Prof. Raymond menekankan bahwa Indonesia memiliki biodiversitas terbesar kedua di dunia yang menjadi modal sangat berharga. Ia menyebut langkah krusial selanjutnya adalah memasukkan obat berbasis bahan alam ke dalam layanan kesehatan formal nasional.
Sebagai contoh, China telah menjadikan TCM sebagai bagian tak terpisahkan dari sistem rumah sakit nasional mereka hingga diakui dunia. Sementara itu, India membangun rumah sakit Ayurveda dengan dukungan riset serta uji klinis yang sangat kuat.
Kombinasi antara kekayaan alam, dukungan sains, serta sistem yang terintegrasi terbukti mampu menciptakan industri kesehatan yang mendunia. Indonesia diyakini memiliki fondasi yang cukup kuat untuk mengikuti jejak kesuksesan kedua negara tersebut.
Konsistensi Dexa Group Mengembangkan Produk OMAI
Dexa Group telah berkomitmen mewujudkan kemandirian farmasi Indonesia melalui unit riset Dexa Laboratories of Biomolecular Sciences (DLBS). Selama lebih dari dua dekade, mereka konsisten mengembangkan Obat Modern Alami Integratif atau yang dikenal sebagai OMAI.
Pengembangan OMAI dilakukan dengan pendekatan sains modern dan evidence-based medicine atau pengobatan berbasis bukti. Proses panjang ini melibatkan riset mendalam serta standardisasi bahan alam yang sangat ketat.

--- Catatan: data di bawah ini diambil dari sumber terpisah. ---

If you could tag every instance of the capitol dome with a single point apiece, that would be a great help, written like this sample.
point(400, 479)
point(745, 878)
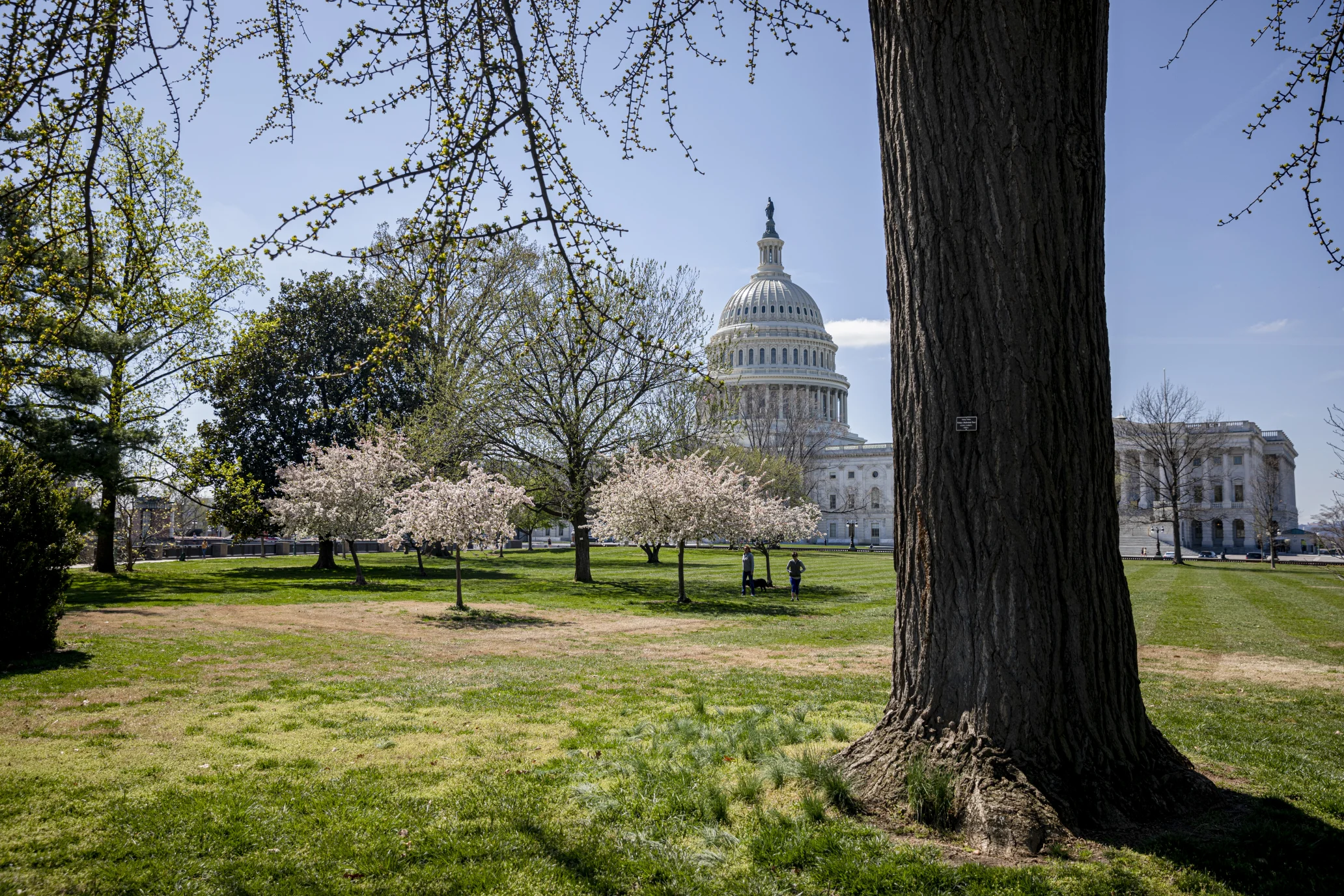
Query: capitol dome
point(777, 356)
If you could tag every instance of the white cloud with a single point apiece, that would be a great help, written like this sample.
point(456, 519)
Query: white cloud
point(859, 332)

Tahapan utama dalam pengembangan produk OMAI yang dilakukan oleh Dexa Group meliputi:
- Melakukan riset biomolekuler untuk menemukan potensi zat aktif dari kekayaan alam Indonesia.
- Standardisasi bahan baku alam guna memastikan konsistensi kualitas di setiap produk yang dihasilkan.
- Melaksanakan uji klinis yang ketat untuk menjamin keamanan dan efikasi obat bagi pasien.
- Mengintegrasikan hasil riset ke dalam produk farmasi yang siap bersaing di pasar global.
Seluruh proses ini bertujuan untuk memastikan bahwa setiap produk OMAI memiliki efikasi yang setara dengan obat kimia. Dengan standar yang terjaga, produk fitofarmaka asli Indonesia diharapkan mampu menjadi tuan rumah di negeri sendiri dan bersaing di mancanegara.
Upaya ini diharapkan dapat memperkuat ketahanan industri farmasi nasional di tengah ketidakpastian geopolitik global yang sedang terjadi. Kehadiran OMAI menjadi bukti nyata bahwa inovasi berbasis biodiversitas lokal mampu menjawab tantangan kesehatan masa kini.